When you say video surveillance, many of us will think of video cameras that are mounted in the corners of shops and banks or private investigators videotaping a married person having an affair with another individual as evidence for a divorce case. The truth is, the history of video surveillance is quite a little more complex than that and it goes back much further than most people thought it would be.
In the simplest of terms, video surveillance started with simple closed-circuit television (CCTV) monitoring.
The very first CCTV system was installed in Germany in 1942 by Siemens AG, for the purpose of observing the V-2 rockets’ launch. The one responsible for the design and the installation of the first CCTV system was Walter Bruch, a German engineer.
In the United States, the very first commercial CCTV system became available around the year 1949. Like Germany, the United States also used (and are still using them now) CCTV recording systems at modern launch sites to record the rocket launches, for the purpose of finding out possible causes of malfunctions. The bigger rockets are oftentimes fitted with CCTV systems, allowing personnel to see pictures of state separation that is to be transmitted back to earth via radio link.
In the year 1965 in the United States, there were press reports that suggested the police to use surveillance cameras in public areas. In 1968, Olean, New York was the first city in the United States to install surveillance video cameras across its primary business street in order to fight crime. In 1969, police cameras were first installed in the New York City Municipal Building close to the City Hall. This practice soon became widespread to other cities, with closed-circuit television (CCTV) systems vigilantly watched by officers all the time.
Ever since video cassette recorders were released in the market, video surveillance really started to progress and thus become a very valuable and indispensable tool. Analog technology utilizing taped video cassette recordings meant that surveillance could be preserved on tape as evidence. In the 1970s, video surveillance was used worldwide in everything from traffic control and law enforcement to divorce issues.
In 1975, England ordered the installation of video surveillance systems in 4 major Underground Train Stations and started monitoring the flow of traffic on main highway roads at the same time. However, in the United States, the use of video surveillance in public areas was not very widespread yet until the 1980s. At that time, banks and store owners quickly understood its potential value.
Businesses that were always troubled by theft, including banks, 24-hour mini-marts and gas stations, started mounting video surveillance systems to discourage theft and to help them in the apprehension of thieves, especially in areas where there is a high crime rate. The first place to ever utilize the CCTV in the UK was King’s Lynn, Norfolk.
The insurance industry also found the unique importance of video surveillance – bogus accident claims, worker’s compensation fraud and other various cases started to turn in the industry’s favor when they could present tapes of supposedly disabled workers having a great time, without any disabilities, at a family trip or reunion.

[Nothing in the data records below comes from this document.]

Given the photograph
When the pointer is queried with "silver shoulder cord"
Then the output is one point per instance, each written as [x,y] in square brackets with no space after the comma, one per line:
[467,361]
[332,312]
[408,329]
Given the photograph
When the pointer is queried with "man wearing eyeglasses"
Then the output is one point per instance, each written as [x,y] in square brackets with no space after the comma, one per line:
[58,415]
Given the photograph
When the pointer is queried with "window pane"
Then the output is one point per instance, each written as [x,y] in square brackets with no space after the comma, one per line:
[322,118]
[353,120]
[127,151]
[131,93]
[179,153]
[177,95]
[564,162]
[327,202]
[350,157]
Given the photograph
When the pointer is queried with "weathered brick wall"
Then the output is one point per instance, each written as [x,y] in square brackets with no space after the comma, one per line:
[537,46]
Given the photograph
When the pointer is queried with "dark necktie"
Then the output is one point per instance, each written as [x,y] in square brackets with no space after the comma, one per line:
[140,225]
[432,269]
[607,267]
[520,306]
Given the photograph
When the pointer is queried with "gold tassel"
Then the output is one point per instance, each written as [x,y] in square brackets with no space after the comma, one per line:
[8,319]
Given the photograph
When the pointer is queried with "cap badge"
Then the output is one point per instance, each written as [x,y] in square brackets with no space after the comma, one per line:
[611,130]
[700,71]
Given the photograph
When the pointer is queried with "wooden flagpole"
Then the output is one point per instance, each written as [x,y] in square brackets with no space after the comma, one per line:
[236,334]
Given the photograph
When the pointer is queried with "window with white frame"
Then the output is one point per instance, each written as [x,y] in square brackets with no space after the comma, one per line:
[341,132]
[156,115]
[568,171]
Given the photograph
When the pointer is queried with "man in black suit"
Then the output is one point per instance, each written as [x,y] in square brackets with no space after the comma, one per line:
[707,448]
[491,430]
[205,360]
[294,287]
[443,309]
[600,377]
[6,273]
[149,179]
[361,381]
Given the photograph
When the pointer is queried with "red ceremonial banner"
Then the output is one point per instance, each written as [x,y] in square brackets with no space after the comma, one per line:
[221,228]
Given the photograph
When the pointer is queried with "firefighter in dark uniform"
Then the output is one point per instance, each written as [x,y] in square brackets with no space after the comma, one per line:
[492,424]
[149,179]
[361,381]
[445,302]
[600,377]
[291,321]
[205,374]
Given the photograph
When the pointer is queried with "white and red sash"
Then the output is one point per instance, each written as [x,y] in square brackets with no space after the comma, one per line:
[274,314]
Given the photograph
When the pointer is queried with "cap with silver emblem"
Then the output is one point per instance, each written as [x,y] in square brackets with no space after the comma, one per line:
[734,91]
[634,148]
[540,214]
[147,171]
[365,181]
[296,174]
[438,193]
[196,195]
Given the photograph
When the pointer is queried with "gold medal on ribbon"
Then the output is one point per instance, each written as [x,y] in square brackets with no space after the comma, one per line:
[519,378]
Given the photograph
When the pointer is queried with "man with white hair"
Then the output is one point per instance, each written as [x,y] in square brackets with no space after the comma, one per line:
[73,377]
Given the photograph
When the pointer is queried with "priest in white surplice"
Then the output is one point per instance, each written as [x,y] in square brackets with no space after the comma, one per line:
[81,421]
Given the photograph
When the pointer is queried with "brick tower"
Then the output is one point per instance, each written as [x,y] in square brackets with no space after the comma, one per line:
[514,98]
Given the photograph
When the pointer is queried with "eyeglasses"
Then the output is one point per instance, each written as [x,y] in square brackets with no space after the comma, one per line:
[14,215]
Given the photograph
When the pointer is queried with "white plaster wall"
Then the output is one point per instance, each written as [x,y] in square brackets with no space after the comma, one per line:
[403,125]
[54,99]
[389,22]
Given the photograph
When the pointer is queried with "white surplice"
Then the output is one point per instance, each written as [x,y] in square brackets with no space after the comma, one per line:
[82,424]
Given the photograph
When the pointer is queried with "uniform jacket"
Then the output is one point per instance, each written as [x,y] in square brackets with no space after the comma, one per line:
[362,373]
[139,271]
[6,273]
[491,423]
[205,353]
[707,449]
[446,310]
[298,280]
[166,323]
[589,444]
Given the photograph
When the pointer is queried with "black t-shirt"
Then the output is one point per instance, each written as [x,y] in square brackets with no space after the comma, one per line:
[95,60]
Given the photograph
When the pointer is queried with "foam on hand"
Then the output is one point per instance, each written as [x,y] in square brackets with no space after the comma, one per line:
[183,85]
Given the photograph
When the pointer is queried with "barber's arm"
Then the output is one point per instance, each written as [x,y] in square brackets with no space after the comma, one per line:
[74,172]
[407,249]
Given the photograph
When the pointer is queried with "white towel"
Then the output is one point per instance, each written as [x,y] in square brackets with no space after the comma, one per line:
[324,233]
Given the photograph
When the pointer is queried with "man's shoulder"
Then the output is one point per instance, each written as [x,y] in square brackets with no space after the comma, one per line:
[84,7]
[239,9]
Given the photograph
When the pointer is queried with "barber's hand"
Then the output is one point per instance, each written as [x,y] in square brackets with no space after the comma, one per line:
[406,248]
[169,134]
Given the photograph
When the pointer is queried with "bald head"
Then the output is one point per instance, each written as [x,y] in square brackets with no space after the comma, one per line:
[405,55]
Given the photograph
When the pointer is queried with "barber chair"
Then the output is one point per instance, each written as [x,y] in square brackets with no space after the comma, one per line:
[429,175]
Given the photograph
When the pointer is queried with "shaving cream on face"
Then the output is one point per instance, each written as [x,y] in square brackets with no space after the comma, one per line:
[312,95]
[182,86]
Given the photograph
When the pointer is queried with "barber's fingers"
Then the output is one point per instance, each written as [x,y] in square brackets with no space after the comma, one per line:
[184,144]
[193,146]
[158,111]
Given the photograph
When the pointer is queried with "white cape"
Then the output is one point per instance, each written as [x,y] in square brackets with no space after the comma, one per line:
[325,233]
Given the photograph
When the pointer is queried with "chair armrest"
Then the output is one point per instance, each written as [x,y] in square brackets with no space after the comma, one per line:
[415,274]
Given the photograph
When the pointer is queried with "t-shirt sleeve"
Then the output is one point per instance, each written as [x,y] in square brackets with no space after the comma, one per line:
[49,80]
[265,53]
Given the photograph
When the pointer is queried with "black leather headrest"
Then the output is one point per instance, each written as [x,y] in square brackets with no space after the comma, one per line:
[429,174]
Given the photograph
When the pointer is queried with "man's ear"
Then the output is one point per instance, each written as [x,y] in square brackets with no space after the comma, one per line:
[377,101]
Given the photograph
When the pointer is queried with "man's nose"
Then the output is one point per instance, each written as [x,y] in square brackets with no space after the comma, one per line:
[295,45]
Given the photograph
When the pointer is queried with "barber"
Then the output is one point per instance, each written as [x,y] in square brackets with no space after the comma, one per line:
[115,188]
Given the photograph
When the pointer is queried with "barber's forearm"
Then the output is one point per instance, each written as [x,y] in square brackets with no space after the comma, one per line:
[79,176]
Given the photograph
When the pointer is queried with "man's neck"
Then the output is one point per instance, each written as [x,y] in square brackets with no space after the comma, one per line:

For the private residents, analog technology was mainly used in the 1970s and 1980s for gathering evidence on possibly one of the worst sides of human nature – poor parenting and cheating spouses. Private investigators or detectives were able to provide more compelling and graphic evidence of parental stupidity and affairs with video footage aside from still photo shots. Thus, because what you see in the video almost always doesn’t lie, video tapes became frequent evidence in the family court.
However, after a while, there were many cases wherein video surveillance systems at that time have had many drawbacks. Many owners and employees would become complacent and would tend to not change the tapes on a daily basis or they would reuse the tapes over and over again for months until they wear out. There was also the issue of recording in low light conditions or at night time. While the concept of video surveillance was good, its technology has not improved yet. During the 1980s, the Charged Coupled Device camera or CCD was developed. The CCD uses the power of microchip computer technology. They work by means of utilizing a photo effect that generates electrons comparative to the amount of light that falls on the image. With these new cameras, video surveillance during night time and low-light conditions finally became possible.
In the 1990s, another improvement in the history of video surveillance paved the way for practicality – Digital Multiplexing. By the time digital multiplexer units became affordable, it transformed the surveillance industry by enabling recording on multiple cameras simultaneously (in most cases, more than a dozen at a time). In addition, digital multiplexing supplemented features such as motion-only and time-lapse recording, which potentially saved a lot of wasted videotape.
In the mid-1990s, automated teller machines (ATMs) all over the United States and in most parts of the world had video surveillance cameras installed to record each and every transaction made by customers. Soon after the first terrorist attack on the World Trade Center in February 1993, the New York Police Department (NYPD), Central Intelligence Agency (CIA) and Federal Bureau of Investigation (FBI) have made huge efforts in order to install surveillance cameras throughout the vicinity of the attack. Soon after that, several countries were also using either CCTV or videotaped surveillance to cover important happenings such as major sporting events and to prevent any anomalies that can occur as these events could also be potential hot spots for criminals and terrorists.
In 1998, there are about 3,000 CCTV systems that are being used in New York City. In Chicago alone, there are more than 10,000 CCTV systems present there.
The advancement of video surveillance is continuously developing. In the 21st century, many technological improvements and additions have been discovered and created, making video surveillance systems to be more powerful, more useful, more intelligent, more indispensable, more compact and most of all, more affordable.